Unfortunately, because the survey already included 195 questions, I decided to only ask two about Auer deference. I would have loved to have asked more about how the rule drafters “use” Auer deference when drafting regulations/interpreting statutes. I did, however, ask a number of follow-up questions about Chevron, Mead, and Skidmore, which I explore more fully in a separate essay. The basic takeaways from those follow-up questions are that the vast majority of agency rule drafters surveyed think about judicial review when drafting rules and understand Chevron and Skidmore and how their chances in court are better under Chevron. Indeed, two in five rule drafters surveyed agreed or strongly agreed—and another two in five somewhat agreed—that a federal agency is more aggressive in its interpretive efforts if it is confident that Chevron deference (as opposed to Skidmore deference or de novo review) applies. In other words, there is at least some empirical support for the idea that those deference doctrines affect how agencies draft rules.
It would be interesting to know how exactly agency rule drafters use Auer in order to assess whether Justice Scalia’s intuitions about perverse incentives are empirically grounded. But the fact that two in five rule drafters surveyed indicated that they are using Auer deference when drafting regulations may well further persuade many that Auer is not worth preserving (as such doctrine should play any role at the initial regulation-drafting stage). Cass Sunstein and Adrian Vermeule, by contrast, have reached the contrary conclusion, based on their interpretation of these findings: “A recent study finds that Auer was less well-known to agency drafters of regulations than Chevron, Skidmore, and Mead; drafters themselves knew about Auer only about half of the time. It is most unclear that even the half that knows Auer thinks seriously about it when they are writing regulations.”

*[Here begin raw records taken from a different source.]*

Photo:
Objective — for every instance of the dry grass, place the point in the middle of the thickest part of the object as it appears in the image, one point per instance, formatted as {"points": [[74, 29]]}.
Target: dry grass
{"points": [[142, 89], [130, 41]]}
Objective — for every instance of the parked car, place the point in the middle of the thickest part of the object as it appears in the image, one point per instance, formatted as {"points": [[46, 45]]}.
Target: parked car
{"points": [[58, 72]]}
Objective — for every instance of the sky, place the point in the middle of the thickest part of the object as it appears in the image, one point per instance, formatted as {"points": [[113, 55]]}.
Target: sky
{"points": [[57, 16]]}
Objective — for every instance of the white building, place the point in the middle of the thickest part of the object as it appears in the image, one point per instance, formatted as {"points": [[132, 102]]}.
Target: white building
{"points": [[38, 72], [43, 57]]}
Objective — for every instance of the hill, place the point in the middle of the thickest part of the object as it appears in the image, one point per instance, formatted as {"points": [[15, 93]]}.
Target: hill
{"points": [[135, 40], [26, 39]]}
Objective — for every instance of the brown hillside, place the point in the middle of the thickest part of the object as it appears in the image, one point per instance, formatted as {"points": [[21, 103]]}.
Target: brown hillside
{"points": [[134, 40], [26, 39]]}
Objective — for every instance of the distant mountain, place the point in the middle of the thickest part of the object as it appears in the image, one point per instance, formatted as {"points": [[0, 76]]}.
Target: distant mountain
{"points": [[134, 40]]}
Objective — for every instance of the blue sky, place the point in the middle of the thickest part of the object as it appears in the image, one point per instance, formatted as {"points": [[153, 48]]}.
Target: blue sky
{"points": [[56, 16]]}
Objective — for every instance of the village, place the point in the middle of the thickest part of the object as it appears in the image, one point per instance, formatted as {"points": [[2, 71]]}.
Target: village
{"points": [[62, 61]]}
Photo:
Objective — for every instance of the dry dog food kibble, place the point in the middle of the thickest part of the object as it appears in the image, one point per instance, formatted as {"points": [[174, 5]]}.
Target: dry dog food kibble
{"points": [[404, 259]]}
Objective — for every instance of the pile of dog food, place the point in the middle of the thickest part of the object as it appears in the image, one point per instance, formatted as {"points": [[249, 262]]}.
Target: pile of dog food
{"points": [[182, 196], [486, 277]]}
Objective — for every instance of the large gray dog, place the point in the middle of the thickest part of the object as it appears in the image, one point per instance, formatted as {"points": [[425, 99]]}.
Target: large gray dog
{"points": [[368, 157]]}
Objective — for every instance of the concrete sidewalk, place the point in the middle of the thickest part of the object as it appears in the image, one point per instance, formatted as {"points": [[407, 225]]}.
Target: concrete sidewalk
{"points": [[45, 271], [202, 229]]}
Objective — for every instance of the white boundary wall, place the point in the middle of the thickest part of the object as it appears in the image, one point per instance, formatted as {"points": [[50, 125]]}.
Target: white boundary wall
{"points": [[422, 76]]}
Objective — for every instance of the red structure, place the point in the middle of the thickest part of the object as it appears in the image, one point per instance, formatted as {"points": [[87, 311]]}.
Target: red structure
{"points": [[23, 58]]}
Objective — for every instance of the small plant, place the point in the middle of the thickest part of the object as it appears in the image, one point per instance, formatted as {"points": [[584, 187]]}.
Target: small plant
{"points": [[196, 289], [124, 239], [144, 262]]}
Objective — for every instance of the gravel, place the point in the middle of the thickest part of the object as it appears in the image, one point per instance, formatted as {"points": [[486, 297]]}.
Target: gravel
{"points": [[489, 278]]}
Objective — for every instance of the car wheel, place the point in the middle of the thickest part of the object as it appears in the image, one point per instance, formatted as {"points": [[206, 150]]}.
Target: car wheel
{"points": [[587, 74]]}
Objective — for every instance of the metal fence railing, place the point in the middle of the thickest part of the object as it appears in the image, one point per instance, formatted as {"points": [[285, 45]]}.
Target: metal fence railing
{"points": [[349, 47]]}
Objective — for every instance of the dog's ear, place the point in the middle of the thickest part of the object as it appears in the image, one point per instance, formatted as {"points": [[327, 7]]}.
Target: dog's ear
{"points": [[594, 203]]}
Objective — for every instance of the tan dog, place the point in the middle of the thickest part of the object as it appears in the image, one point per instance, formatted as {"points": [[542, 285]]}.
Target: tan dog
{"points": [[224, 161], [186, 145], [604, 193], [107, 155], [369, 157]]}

This post is part of an online symposium entitled Reflections on Seminole Rock: The Past, Present, and Future of Deference to Agency Regulatory Interpretations. You can read the entire series here.
* In quoting this passage from Justice Scalia’s Talk America concurrence, I cannot resist noting that this legislative drafting analogy might be more complicated than the conventional account Justice Scalia depicted. As I explore in a forthcoming article entitled Legislating in the Shadows, federal agencies are substantially involved in drafting the statutes they administer, and the bulk of their legislative drafting assistance occurs in the form of technical drafting assistance—a confidential process that usually begins before a bill is even introduced and then continues through its enactment. The interviews and surveys I conducted of agency officials demonstrate the breadth of their involvement in the legislative process, and one of the core themes that emerged during the interviews is that agencies often suggest that statutory language be drafted broadly to preserve regulatory flexibility. In other words, many of the agency self-delegation criticisms raised against Auer deference could apply with some force to agency statutory interpretation and Chevron deference as well.